Rupert and Lachlan Murdoch pictured in Sun Valley, Idaho, in 2017
Rupert and Lachlan Murdoch pictured in Sun Valley, Idaho, in 2017 (Getty)

“This second son of Rupert Murdoch, chairman emeritus of the Murdoch media empire, is getting hero headlines for abusing his father and brother [Lachlan] and whingeing how he’s been hard done by,” Bolt fumed in the opinion piece, which was syndicated in News Corp’s tabloid titles around the country.

“He’s also bitching about his brother Lachlan, now steering this company – all in a long profile of James in the left-wing Atlantic magazine, and gleefully retailed by Murdoch-hating papers.

“I haven’t seen such treachery and jealousy since Prince Harry and Meghan Markle did the same wah-wah about Harry’s family, falsely painting the royals as racists and b******s.”

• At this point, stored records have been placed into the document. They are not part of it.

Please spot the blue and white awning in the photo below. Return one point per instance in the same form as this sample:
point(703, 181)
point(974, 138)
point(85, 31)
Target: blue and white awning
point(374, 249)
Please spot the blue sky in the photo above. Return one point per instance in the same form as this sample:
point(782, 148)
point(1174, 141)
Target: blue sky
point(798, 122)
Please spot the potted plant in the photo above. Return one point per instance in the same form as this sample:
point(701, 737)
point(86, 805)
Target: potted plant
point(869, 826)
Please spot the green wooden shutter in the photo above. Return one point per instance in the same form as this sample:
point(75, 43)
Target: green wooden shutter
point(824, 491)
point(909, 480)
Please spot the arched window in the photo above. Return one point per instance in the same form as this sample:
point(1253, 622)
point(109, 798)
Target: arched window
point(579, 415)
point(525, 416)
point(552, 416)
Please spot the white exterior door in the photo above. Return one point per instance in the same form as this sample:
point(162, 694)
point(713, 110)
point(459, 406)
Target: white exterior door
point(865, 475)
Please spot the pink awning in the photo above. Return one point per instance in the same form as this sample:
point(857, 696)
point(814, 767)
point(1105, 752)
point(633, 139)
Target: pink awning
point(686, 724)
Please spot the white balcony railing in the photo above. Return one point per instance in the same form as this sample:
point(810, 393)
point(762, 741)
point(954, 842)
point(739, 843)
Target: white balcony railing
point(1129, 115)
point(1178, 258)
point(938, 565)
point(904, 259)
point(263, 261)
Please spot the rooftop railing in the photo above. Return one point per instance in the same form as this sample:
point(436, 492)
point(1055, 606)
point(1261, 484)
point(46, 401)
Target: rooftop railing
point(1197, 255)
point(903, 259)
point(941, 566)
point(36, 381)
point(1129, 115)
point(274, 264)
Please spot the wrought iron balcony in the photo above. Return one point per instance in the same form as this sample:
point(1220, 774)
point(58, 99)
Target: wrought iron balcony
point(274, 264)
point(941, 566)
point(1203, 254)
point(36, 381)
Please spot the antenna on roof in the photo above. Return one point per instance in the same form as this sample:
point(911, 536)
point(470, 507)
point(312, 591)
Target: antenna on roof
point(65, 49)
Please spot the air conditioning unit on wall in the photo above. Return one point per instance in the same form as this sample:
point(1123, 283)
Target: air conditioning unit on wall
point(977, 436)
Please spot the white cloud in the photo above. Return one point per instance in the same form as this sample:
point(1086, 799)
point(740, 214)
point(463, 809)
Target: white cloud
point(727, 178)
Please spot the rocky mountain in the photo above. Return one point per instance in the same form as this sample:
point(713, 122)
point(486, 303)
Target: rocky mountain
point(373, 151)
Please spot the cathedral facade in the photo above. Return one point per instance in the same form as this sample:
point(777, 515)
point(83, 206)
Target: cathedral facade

Not wanting to be accused of being steered by his bosses, he added: “I should declare I did not warn Lachlan or his team I was writing this, and was not asked to.”

As James surveys the wreckage that the decades-long power struggle over legacy has wreaked in his family, he must surely be wondering what the Murdoch empire could look like in the future if the trust stays intact.

All the indications are that he feels it makes good business sense to focus on corporate and editorial governance, because Fox News has paid dearly in the past for giving airtime to misinformation. Last year, the company paid $787m to settle a lawsuit brought by Dominion Voting Systems after false claims were aired that their machines had rigged the 2020 election against Trump.

Only time will tell if James has indeed played a trump card that will allow him to outfox his father and brother and inherit the crown they fought so ruthlessly to disinherit him from. But if his interview in The Atlantic is anything to go by, James is ready for the fight.

And he’s ready to do it very publicly too.